Looking forward to being part of
@tarotcultures on Friday 12th June (PM).
John Walter: ‘Stochastic Divination: Tarot, AI and Probabilistic Meaning’ as part of the session ‘AI, RANDOMNESS, AND PROBABILISTIC DIVINATION.’
This paper argues that tarot can be understood not as a mystical system opposed to computation, but as a long-standing cultural technology of probabilistic meaning-making. Drawing on practice-based research developed through ‘The Tarot Garden,’ ‘Alien Sex Club Tarot,’ and ‘Lockdown Tarot,’the paper situates tarot as an interpretive system structured around recombination. Across these projects, tarot decks were conceived as mutable image systems, produced through vector and VR drawing, installation, and tested through live readings.
The paper extends this argument through analysis of ‘Stochastic Tarot,’ a deck developed in dialogue with the concept of the “stochastic parrot”. Research for this project involved experiments with generative AI to explore stylistic variation and image mutation, particularly in the generation of borders and ornamental structures. The final deck, however, was drawn by the artist in Adobe Animate as a complete 78-card system, maintaining authorship while embedding stochastic logic within the imagery.
Subsequent stages of the research reintroduce AI as an interpretive rather than generative agent.

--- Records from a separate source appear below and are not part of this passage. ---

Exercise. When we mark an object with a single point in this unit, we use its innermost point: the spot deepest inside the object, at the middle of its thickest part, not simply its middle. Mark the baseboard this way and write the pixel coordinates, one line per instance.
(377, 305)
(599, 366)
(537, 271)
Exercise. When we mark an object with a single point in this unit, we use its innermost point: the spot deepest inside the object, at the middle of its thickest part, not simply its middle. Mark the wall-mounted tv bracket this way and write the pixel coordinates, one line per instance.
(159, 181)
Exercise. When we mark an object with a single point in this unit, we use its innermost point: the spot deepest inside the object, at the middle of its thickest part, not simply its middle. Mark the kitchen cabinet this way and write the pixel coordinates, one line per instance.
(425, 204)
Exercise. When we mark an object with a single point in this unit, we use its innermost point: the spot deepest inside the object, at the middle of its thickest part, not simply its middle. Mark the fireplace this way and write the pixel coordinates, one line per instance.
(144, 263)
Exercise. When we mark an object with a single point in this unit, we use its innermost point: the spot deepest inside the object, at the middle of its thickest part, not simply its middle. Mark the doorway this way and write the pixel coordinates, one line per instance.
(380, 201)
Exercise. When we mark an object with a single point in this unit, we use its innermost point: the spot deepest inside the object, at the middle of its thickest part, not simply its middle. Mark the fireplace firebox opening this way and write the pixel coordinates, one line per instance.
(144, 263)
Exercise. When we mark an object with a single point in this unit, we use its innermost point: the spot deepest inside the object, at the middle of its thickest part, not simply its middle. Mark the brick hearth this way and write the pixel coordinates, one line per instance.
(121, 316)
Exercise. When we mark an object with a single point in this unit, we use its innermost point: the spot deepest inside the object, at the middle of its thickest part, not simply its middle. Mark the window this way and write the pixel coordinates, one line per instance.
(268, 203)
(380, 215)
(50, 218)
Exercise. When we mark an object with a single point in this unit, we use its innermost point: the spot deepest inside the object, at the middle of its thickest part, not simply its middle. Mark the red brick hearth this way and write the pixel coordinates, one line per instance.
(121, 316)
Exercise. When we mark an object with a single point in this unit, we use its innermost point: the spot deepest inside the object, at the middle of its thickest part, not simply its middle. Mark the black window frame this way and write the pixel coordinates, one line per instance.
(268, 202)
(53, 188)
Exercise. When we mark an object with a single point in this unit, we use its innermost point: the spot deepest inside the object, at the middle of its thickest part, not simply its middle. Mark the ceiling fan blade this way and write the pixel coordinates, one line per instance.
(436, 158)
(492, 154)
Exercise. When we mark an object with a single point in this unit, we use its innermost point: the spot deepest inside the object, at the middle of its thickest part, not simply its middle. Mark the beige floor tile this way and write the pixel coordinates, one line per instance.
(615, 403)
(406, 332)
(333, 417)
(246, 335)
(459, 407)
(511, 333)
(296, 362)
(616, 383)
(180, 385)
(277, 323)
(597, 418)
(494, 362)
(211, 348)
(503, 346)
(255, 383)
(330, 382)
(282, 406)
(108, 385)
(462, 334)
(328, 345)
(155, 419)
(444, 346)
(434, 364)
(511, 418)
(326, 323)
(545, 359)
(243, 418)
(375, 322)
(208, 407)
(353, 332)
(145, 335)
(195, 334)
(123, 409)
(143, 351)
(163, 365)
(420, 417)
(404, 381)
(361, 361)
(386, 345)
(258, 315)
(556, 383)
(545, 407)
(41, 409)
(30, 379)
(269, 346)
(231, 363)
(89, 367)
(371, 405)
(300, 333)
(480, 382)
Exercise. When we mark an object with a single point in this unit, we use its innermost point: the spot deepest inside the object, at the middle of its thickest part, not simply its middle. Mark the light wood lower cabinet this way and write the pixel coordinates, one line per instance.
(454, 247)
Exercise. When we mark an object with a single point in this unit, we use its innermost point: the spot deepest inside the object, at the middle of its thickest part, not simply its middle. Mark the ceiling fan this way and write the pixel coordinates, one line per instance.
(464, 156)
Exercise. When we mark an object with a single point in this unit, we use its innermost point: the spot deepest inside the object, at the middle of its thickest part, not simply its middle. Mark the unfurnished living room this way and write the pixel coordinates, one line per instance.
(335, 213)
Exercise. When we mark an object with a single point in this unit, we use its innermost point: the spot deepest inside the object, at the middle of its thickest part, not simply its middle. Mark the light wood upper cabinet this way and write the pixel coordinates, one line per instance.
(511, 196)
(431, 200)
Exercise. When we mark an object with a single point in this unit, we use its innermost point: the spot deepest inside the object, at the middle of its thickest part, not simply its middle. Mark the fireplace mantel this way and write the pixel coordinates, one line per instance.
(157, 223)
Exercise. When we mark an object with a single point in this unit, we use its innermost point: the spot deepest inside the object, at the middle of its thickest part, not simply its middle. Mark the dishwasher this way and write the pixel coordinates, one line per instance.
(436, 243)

During algorithmic tarot readings, selected cards from the ‘Stochastic Tarot’ are fed into openart.ai to generate verbal–visual descriptions of what the machine “sees”. These descriptions are then used to produce unique image variants of the selected card, functioning as on-demand artefacts for the querent.
Through case studies drawn from live readings in which these variants are generated, interpreted and printed in real time, the paper examines how distinctions between tarot card, prompt, reader and machine intelligence begin to blur.